Jeudi 6 novembre 2025, dans une salle comble du Palais de l’Unité à Yaoundé, Paul Biya a prêté serment pour entamer son huitième mandat à la tête du Cameroun. À 92 ans, le doyen des chefs d’État en exercice à travers le monde a lancé un appel au rassemblement, marquant officiellement le début d’un nouveau chapitre d’un règne déjà long de plus de quatre décennies.

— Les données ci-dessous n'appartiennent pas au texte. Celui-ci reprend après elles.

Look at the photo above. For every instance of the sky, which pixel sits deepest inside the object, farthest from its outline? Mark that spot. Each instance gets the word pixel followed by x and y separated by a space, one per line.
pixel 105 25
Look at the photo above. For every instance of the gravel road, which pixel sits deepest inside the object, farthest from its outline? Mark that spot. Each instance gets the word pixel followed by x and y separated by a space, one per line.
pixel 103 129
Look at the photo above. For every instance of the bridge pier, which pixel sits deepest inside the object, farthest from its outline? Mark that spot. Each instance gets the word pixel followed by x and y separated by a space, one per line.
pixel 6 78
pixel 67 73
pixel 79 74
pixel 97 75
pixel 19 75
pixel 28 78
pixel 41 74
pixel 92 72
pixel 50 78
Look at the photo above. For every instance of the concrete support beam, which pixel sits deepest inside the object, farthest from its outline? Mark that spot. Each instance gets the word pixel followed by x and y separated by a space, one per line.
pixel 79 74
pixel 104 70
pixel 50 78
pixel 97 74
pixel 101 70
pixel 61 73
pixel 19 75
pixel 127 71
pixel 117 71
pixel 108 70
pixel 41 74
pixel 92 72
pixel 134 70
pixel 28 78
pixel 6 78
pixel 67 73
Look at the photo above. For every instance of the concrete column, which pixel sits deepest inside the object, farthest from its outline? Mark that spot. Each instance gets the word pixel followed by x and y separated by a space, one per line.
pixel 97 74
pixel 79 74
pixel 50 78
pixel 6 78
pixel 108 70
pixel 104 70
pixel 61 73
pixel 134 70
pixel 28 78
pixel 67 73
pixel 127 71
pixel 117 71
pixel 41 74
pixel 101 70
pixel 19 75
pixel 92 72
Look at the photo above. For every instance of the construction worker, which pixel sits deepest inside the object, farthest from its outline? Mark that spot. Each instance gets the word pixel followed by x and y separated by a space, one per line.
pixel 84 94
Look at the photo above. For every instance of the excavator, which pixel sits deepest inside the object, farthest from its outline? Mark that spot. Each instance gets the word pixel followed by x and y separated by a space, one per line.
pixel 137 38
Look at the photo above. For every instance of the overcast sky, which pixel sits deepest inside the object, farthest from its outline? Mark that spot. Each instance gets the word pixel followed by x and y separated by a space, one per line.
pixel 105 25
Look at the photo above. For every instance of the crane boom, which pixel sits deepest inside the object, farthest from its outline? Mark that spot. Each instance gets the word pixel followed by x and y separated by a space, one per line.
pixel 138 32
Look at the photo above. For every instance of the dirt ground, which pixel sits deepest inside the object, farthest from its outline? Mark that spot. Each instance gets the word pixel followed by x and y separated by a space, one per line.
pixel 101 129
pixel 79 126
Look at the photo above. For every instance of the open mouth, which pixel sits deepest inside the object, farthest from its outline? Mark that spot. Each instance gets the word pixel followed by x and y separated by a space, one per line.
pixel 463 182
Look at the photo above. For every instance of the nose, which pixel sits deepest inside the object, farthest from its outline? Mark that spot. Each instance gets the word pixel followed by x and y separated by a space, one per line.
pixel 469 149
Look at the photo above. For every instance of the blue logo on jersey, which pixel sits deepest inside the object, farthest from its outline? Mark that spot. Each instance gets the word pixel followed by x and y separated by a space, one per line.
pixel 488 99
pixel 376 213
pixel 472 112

« Les joutes de l’élection présidentielle sont désormais derrière nous. L’heure est à présent au rassemblement », a-t-il déclaré, dans un ton solennel mais ferme. Ce discours, aussi symbolique que stratégique, semble vouloir apaiser les tensions post-électorales et réaffirmer sa volonté de gouverner dans une logique d’unité nationale, malgré les contestations persistantes de l’opposition.
Ce nouveau mandat s’ouvre pourtant dans un contexte délicat. Le pays est confronté à plusieurs défis majeurs : l’instabilité dans les régions anglophones, la crise économique amplifiée par le chômage des jeunes, la montée des cyberdissidences, et une pression internationale sur les questions de gouvernance et de droits humains. Pour Biya, maintenir la stabilité sans réformes concrètes pourrait s’avérer de plus en plus complexe.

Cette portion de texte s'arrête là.